Reputation: 57
We have the background job which fetches records from particular table in batch of 1000 records at a time. This job runs at a interval of 30 minutes. Now, These records have email (key) and reason (value). The issues is we have to lookup these records against data warehouse, (sort of filtering kind of thing - fetches last 180 days data from warehouse). As call to the data warehouse is very costly in terms of time (45 minutes approximately). So, existing scenario is like this. We check for flat file on disk. if it does not exists. we make a call to data warehouse, fetch the records ( size ranges from 0.2 million to 0.25 million ) and write these records on a disk. on subsequent calls we do lookup from flat file only. - Loading entire file in memory and do in-memory search and filtering. This caused OutOfMemory issue so many times.

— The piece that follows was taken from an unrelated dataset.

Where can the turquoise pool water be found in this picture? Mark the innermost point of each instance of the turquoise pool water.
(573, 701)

So, we modified the logic like this. We modified the Data warehouse call in 4 equal intervals and stored each result in file again with ObjectOutputStream, Now, on subsequent calls we load data into memory in interval, i.e. 0-30 days, 31-60 days and so on. But, this also is not helping out. Can experts please suggest what should be the ideal way to tackle this issue ?. Someone in senior team suggested to use CouchDB for storing and querying the data. But, at first glance I would prefer if with existing infrastructure any good solution is available ? if not then can think of using other tools.
Filtering code as of now.
private void filterRecords(List<Record> filterRecords) {
long start = System.currentTimeMillis();
logger.error("In filter Records - start (ms) : "+start);
Map<String, String> invalidDataSet=new HashMap<String, String>(5000);
try{
boolean isValidTempResultFile = isValidTempResultFile();
//1. fetch invalid leads data from DWHS only if existing file is 7 days older.

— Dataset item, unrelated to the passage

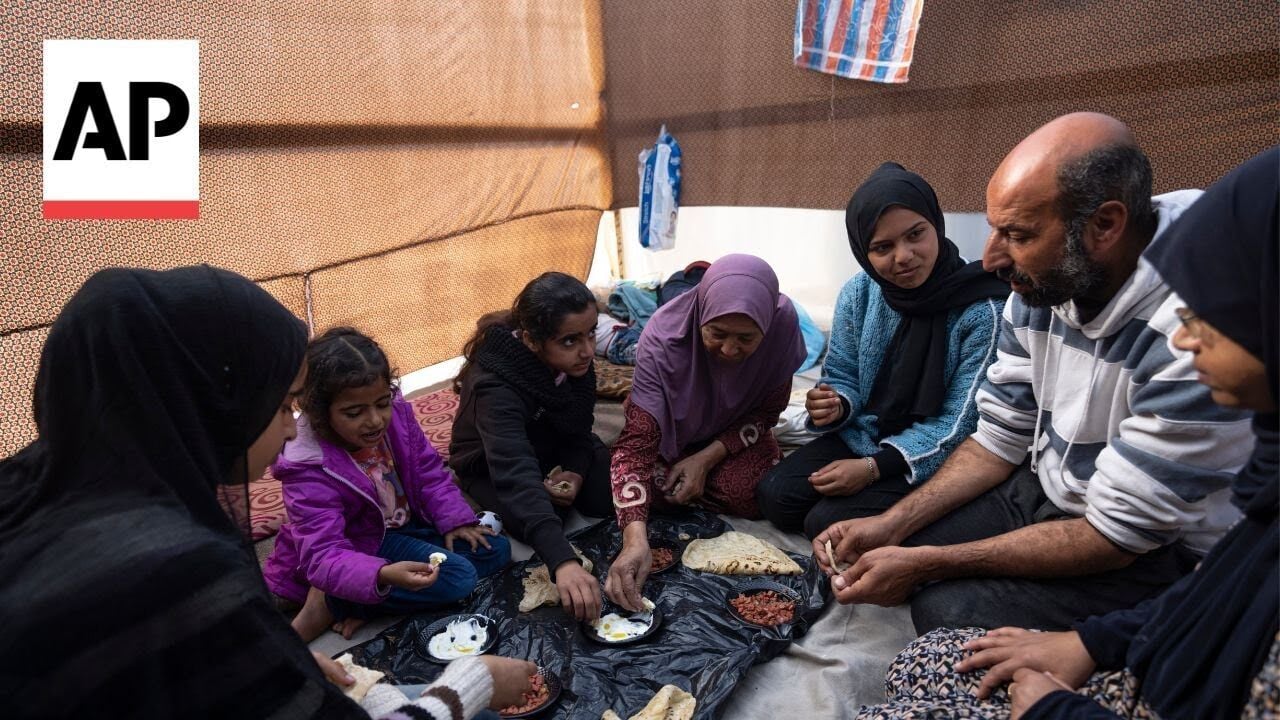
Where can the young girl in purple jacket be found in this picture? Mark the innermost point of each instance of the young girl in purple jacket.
(369, 501)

String[] intervals = {"0","45","90","135"};
if(!isValidTempResultFile){
logger.error("#CCBLDM isValidTempResultFile false");
for(String interval : intervals){
invalidDataSet.clear();
// This call takes approx 45 minutes to fetch the data
getInvalidLeadsFromDWHS(invalidDataSet, interval, start);
filterDataSet(invalidDataSet, filterRecords);
}
}
else{
//Set data from temporary file in interval to avoid heap space issue
logger.error("#CCBLDM isValidTempResultFile true");
intervals = new String[]{"1","2","3","4"};
for(String interval : intervals){
// Here GC won't happen at immediately causing OOM issue.
invalidDataSet.clear();
// Keeps 45 days of data in memory at a time
setInvalidDataSetFromTempFile(invalidDataSet, interval);
//2. mark current record as incorrect if it belongs to invalid email list
filterDataSet(invalidDataSet, filterRecords);
}
}
}catch(Exception filterExc){
Scheduler.log.error("Exception occurred while Filtering Records", filterExc);
}finally{
invalidDataSet.clear();
invalidDataSet = null;
}
long end = System.currentTimeMillis();
logger.error("Total time taken to filter all records ::: ["+(end-start)+"] ms.");
}
Upvotes: 1
Views: 160
Reputation: 46432
I'd strongly suggest to slightly change your infrastructure. IIYC you're looking up something in a file and something in a map. Working with a file is a pain and loading everything to memory causes OOME. You can do better using a memory mapped file, which allows fast and simple access.
There's a Chronicle-Map offering a Map
interface to data stored off-heap. Actually, the data reside on the disk and take main memory as needed. You need to make your keys and values Serializable
(which AFAIK you did already) or use an alternative way (which may be faster).
It's no database, it's just a ConcurrentMap
, which makes working with it very simple. The whole installation is just adding a line like compile "net.openhft:chronicle-map:3.14.5"
to build.gradle
(or a few maven lines).
There are alternatives, but Chronicle-Map is what I've tried (just started with it, but so far everything works perfectly).
There's also Chronicle-Queue, in case you need batch processing, but I strongly doubt you'll need it as you're limited by your disk rather than main memory.
Upvotes: 2
Reputation: 2168
This is a typical use case for a batch processing kind of code. You could introduce a new column, say 'isProcessed' with 'false' value. Read say 1-100 rows (where id>=1 && id<=100) , process them and mark that flag as true. Then read say next 100 and so on. At the end of the job, mark all flags as false again (reset). But with time, it might become difficult to maintain and develop features on such a custom framework. There are open source alternatives.
Spring batch is a very good framework for these use cases and could be considered: https://docs.spring.io/spring-batch/trunk/reference/html/spring-batch-intro.html.
There is also Easy batch: https://github.com/j-easy/easy-batch which doesn't require 'Spring framework' knowledge
But if it is a huge data set and would keep on growing in future, consider moving to 'big data' tech stack
Upvotes: 2